It is estimated he would get around £1billion annually, which in tax terms is peanuts. The National Health Service alone, for example, soaks up more than £100billion - and rising - despite 'efficiency savings'. So why do it?

The answer is probably to provide electoral cover for more widespread tax rises if Labour wins the next election.

Neither, of course, is 50 per cent the full story. It excludes the national insurance cost to the employed or self-employed individual, resulting in a real top tax rate of 52 per cent.

Opponents claim that 50 per cent is a tipping point at which taxpayers change their behaviour, either by clever financial structuring or by leaving the country. Possibly. The launch of the Scottish tax regime around the corner in 2016 certainly makes the latter easier.

But what is certain is that the country cannot afford to drive out the talented individuals who start and lead successful businesses, particularly ones that can easily be relocated. The UK remains in debt to a jaw-dropping degree, with the Treasury still borrowing money, and, of course, paying for the privilege.

The national debt is around £1, 377billion and not going down because the Government, even one that avowedly embraces austerity, is still having to borrow large sums of money to pay its way: £85.1 billion in the financial year 2012 to 2013, for instance.

Add to this the 'little list' of problems facing the UK, which now feels like one of those dreamed up by Gilbert and Sullivan to plague the lives of harassed potentates in their comic operas.

We appear to be making less; the best of our professional services firms are struggling; the taxpayer funded public sector is still vast; London and the South-East is caught in a speculative property bubble; and all this at a time when interest rates have only one direction to go, up. Meanwhile, our schools appear to be faltering and facing cuts which, my own experience as a governor suggests, will lead to many laying off teachers.

All of which means we deserve something more honest and coherent as an alternative tax policy from Labour, not just a plan affecting one per cent of taxpayers with miniscule impact.

By contrast, George Osborne, the chancellor, deserves some credit for taking a far more forensic and effective approach to raising the tax take, but without blowing rude raspberries at wealth creators.

Instead, a loophole closed here, another there have all added revenue to Treasury coffers.
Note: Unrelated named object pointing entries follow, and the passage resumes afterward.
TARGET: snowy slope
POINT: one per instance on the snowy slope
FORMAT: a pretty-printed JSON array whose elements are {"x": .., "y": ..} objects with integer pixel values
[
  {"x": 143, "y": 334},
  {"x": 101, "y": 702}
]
He has focused, quite ruthlessly, on the twilight world between abuse and avoidance to great effect.

The coalition has also cleverly put international corporations, such as Starbucks, under such a moral obligation to pay more tax that they have often just coughed up, and all for the price of a bit of public relations. Real corporation tax rates have, meanwhile, actually fallen, which encourages entrepreneurs and international businesses.

This approach has managed to both get more money from Big Business, whilst also letting it feel the love. We are beginning to see the results, with the first tentative steps towards an economic recovery evident from the latest data.

It has been suggested by Labour supporters that the 50 per cent rate would only be a short term measure to reduce the deficit. William Pitt the Younger introduced a temporary tax, too, back in 1798 to pay for the Napoleonic Wars. Its name? Income tax.